Authors: Ming Kong, Xianzhou Zeng, Luyuan Chen, Yadong Li, Bo Yan, Qiang Zhu

AAAI 2025 | Venue PDF | LLM Run Details

Reproducibility Variable	Result	LLM Response
Research Type	Experimental	Extensive experiments on MHBench reveal that current state-of-the-art Video LLMs significantly suffer from motion hallucination, while the introduction of Motion CD can effectively mitigate this issue, achieving up to a 15.1% performance improvement. We conduct an empirical study on advanced Video LLMs using the MHBench dataset, confirming that existing Video LLMs significantly suffer from motion hallucination and demonstrating Motion CD can effectively mitigate this issue.
Researcher Affiliation	Collaboration	1Zhejiang University, 2Beijing Information Science and Technology University, 3Ant Group EMAIL; EMAIL; EMAIL
Pseudocode	No	The paper describes the Motion Contrastive Decoding (Motion CD) method and its Bidirectional Motion Elimination (BME) strategy in paragraph text and with a figure, but does not include any clearly labeled pseudocode or algorithm blocks.

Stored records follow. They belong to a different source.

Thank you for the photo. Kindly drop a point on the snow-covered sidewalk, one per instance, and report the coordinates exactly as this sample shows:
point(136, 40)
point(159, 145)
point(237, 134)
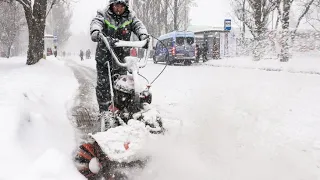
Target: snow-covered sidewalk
point(36, 135)
point(300, 63)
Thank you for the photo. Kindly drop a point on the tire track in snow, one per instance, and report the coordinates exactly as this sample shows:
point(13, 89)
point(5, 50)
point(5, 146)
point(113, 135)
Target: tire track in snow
point(85, 108)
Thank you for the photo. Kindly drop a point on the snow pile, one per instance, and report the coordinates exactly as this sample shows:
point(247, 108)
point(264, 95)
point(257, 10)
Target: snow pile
point(123, 143)
point(37, 137)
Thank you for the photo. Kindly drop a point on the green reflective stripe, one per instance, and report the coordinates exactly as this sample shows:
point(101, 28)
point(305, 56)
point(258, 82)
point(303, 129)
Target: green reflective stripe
point(125, 24)
point(110, 25)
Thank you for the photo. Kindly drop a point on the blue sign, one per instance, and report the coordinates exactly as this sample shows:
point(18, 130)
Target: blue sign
point(227, 24)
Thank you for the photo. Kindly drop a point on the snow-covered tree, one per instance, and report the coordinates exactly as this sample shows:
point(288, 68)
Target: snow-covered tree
point(255, 15)
point(11, 22)
point(35, 12)
point(162, 16)
point(288, 35)
point(59, 21)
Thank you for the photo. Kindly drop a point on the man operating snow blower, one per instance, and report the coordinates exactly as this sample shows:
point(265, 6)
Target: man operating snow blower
point(113, 24)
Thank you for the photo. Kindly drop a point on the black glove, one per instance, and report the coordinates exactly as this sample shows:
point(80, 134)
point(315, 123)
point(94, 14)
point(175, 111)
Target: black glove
point(144, 37)
point(95, 35)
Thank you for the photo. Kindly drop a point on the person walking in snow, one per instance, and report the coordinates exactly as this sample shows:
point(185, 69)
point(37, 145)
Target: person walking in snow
point(81, 55)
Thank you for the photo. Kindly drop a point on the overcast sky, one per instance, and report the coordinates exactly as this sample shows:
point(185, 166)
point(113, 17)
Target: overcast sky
point(207, 12)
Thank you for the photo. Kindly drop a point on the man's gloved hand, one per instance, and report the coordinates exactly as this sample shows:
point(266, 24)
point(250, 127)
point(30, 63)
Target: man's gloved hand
point(95, 36)
point(112, 41)
point(143, 37)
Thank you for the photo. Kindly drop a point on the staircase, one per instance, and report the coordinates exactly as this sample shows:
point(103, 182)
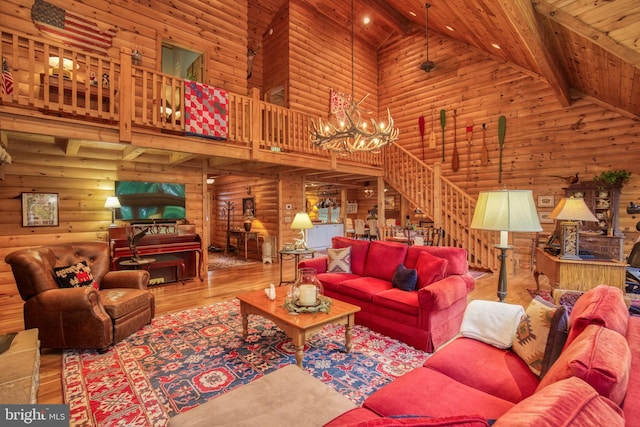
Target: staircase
point(449, 206)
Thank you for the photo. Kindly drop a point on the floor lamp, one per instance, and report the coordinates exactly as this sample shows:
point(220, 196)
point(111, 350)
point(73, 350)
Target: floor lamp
point(571, 210)
point(112, 204)
point(301, 222)
point(504, 211)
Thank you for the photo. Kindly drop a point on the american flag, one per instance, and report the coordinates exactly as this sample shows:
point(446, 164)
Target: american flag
point(7, 78)
point(73, 30)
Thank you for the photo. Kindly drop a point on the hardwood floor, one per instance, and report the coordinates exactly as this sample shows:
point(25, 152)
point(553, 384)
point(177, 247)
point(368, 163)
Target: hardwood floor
point(221, 285)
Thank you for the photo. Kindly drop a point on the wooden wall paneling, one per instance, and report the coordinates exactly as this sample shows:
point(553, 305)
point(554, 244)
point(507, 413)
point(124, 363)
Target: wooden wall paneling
point(545, 143)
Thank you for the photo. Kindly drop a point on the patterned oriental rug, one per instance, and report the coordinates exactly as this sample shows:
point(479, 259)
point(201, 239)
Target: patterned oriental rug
point(183, 359)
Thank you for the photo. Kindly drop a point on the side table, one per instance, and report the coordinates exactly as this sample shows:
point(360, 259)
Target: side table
point(295, 255)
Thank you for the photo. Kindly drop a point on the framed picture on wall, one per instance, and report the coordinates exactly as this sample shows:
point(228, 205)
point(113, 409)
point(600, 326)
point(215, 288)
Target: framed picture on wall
point(40, 209)
point(248, 207)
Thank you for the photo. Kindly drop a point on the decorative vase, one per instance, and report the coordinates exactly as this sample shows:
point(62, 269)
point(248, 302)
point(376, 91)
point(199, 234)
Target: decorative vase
point(307, 291)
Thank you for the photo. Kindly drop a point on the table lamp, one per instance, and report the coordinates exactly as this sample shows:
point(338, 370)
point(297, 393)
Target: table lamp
point(112, 203)
point(504, 211)
point(301, 222)
point(571, 210)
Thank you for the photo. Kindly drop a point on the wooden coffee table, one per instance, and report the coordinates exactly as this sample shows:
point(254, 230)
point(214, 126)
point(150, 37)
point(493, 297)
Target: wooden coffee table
point(298, 327)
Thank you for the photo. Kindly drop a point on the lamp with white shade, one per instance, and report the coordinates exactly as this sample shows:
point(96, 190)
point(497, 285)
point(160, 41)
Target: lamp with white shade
point(301, 222)
point(112, 203)
point(571, 210)
point(504, 211)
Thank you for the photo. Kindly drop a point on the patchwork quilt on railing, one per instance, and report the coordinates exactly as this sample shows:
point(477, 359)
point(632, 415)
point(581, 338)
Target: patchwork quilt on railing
point(206, 110)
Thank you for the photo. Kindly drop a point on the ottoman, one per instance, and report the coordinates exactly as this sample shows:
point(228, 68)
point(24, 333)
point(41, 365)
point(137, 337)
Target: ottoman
point(286, 397)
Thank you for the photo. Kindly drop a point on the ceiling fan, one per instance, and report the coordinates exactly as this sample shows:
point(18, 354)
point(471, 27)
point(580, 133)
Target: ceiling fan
point(427, 65)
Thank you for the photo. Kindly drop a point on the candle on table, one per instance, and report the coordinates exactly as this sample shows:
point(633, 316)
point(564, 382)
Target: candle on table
point(307, 295)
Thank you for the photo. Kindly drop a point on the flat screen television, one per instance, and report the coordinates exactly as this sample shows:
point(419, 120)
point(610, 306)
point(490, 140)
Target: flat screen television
point(144, 202)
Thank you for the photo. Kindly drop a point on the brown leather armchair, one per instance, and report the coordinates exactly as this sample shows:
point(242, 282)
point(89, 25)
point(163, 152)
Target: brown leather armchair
point(81, 317)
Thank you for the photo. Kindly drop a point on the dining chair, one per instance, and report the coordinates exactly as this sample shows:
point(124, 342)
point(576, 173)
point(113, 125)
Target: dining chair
point(360, 232)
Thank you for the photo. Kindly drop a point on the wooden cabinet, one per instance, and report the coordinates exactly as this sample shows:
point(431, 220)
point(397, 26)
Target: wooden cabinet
point(603, 200)
point(603, 238)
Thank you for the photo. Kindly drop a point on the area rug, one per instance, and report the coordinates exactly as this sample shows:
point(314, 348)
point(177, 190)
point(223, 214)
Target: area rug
point(218, 261)
point(181, 360)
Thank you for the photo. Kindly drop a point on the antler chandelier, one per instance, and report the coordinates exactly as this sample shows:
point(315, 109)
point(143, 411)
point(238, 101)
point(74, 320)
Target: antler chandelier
point(351, 133)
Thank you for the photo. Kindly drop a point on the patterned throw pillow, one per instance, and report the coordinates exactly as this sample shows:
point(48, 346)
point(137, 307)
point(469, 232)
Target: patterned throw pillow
point(534, 331)
point(75, 276)
point(339, 260)
point(405, 278)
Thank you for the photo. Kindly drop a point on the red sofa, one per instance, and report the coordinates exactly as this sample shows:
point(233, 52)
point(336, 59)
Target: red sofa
point(425, 318)
point(594, 382)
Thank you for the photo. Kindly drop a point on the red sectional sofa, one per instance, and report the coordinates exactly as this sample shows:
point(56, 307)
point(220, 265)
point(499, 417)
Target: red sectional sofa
point(425, 318)
point(594, 382)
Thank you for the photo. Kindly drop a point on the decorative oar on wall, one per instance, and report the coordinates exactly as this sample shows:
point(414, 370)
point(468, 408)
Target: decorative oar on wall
point(502, 128)
point(469, 138)
point(455, 161)
point(421, 127)
point(484, 153)
point(443, 123)
point(432, 135)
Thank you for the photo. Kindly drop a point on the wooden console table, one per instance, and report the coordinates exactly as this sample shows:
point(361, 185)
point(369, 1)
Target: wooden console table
point(580, 275)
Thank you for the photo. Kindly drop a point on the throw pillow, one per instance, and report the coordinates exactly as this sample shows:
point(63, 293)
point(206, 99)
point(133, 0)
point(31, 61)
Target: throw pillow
point(339, 260)
point(533, 332)
point(405, 278)
point(430, 269)
point(75, 276)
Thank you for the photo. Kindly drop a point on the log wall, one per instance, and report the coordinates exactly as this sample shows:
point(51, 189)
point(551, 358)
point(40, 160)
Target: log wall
point(82, 185)
point(545, 144)
point(185, 23)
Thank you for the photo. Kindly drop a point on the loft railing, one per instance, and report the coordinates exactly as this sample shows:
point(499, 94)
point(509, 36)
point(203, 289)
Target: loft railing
point(112, 91)
point(106, 91)
point(449, 206)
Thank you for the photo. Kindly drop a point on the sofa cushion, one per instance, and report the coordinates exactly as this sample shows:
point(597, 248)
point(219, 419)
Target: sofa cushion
point(457, 257)
point(422, 421)
point(486, 368)
point(383, 258)
point(339, 260)
point(359, 251)
point(570, 402)
point(331, 281)
point(599, 356)
point(603, 305)
point(74, 276)
point(363, 288)
point(436, 395)
point(491, 322)
point(398, 300)
point(430, 269)
point(534, 330)
point(405, 278)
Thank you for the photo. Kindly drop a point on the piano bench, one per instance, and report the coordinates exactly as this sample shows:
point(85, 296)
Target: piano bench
point(169, 261)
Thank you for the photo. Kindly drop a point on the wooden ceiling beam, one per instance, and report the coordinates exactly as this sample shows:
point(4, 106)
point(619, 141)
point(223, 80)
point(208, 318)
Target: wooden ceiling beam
point(522, 17)
point(576, 26)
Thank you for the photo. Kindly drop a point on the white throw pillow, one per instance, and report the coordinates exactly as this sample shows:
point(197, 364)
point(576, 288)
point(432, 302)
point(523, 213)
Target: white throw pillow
point(491, 322)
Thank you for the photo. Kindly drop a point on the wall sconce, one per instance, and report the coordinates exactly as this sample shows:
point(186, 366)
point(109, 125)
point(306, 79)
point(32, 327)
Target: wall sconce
point(66, 65)
point(368, 192)
point(112, 204)
point(136, 57)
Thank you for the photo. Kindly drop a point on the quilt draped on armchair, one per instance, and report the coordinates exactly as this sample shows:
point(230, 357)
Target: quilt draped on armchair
point(206, 110)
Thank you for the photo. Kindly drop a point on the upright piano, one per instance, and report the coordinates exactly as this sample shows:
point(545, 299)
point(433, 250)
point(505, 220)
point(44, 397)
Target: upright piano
point(176, 249)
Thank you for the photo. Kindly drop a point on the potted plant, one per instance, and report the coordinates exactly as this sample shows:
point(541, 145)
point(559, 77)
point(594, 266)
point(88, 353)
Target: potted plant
point(615, 178)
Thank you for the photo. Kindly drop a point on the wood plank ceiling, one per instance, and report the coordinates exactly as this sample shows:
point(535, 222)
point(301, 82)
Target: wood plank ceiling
point(592, 46)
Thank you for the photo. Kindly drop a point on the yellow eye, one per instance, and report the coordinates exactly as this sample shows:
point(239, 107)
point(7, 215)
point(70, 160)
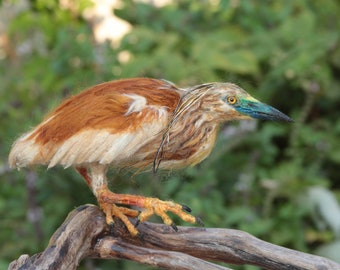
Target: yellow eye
point(232, 100)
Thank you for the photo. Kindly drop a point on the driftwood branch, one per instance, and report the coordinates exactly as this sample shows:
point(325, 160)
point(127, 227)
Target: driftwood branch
point(85, 234)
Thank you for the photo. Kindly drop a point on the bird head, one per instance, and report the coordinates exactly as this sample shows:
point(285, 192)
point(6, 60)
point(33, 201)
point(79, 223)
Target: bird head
point(231, 102)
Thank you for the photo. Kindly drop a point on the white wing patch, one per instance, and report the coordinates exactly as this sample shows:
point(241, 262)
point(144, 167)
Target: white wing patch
point(91, 146)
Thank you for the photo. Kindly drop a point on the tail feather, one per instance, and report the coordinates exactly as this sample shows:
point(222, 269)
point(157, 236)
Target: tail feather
point(23, 153)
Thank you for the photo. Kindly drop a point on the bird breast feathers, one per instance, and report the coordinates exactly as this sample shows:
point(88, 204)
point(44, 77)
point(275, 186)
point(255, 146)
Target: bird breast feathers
point(99, 125)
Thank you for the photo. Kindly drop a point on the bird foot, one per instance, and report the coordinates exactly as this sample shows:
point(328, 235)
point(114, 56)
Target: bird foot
point(151, 206)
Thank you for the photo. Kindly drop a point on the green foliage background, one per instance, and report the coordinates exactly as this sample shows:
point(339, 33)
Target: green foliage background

Open Source Code	Yes	Benchmark, Code and Appendix https://github.com/xzhouzeng/MHBench
Open Datasets	Yes	To systematically evaluate motion hallucination in Video LLMs, we constructed a benchmark dataset called MHBench consists of 1,200 videos and 20 action categories... Benchmark, Code and Appendix https://github.com/xzhouzeng/MHBench. We first collected 100 videos containing single action contents from the validation set of something2something-v2 (Goyal et al. 2017).
Dataset Splits	No	The paper describes the construction of adversarial triplet types of videos (original/antonym/incomplete) for the MHBench dataset, which functions as an evaluation benchmark. It details the composition of the benchmark (1,200 high-quality videos, with each action category including 20 samples per defined action type), but does not specify explicit training/validation/test splits for models to be trained or evaluated on MHBench itself beyond it being an evaluation set.
Hardware Specification	No	No specific hardware details (e.g., GPU models, CPU models, memory) used for running the experiments or training the Motion CD method are provided in the paper.
Software Dependencies	No	The paper mentions LLM backbones like 'Mistral-7B (Jiang et al. 2023)' and 'Vicuna-7B v0 (Chiang et al. 2023)' but does not provide specific software library names with version numbers (e.g., Python, PyTorch, TensorFlow, CUDA) that are needed to reproduce the experiment.
Experiment Setup	Yes	We select the optimal hyperparameter settings through a grid search on the Video Chat2-Mistral model and extend it to other models. Specifically, the noise intensity α=20 and the adaptive rationality constraint β=0.1.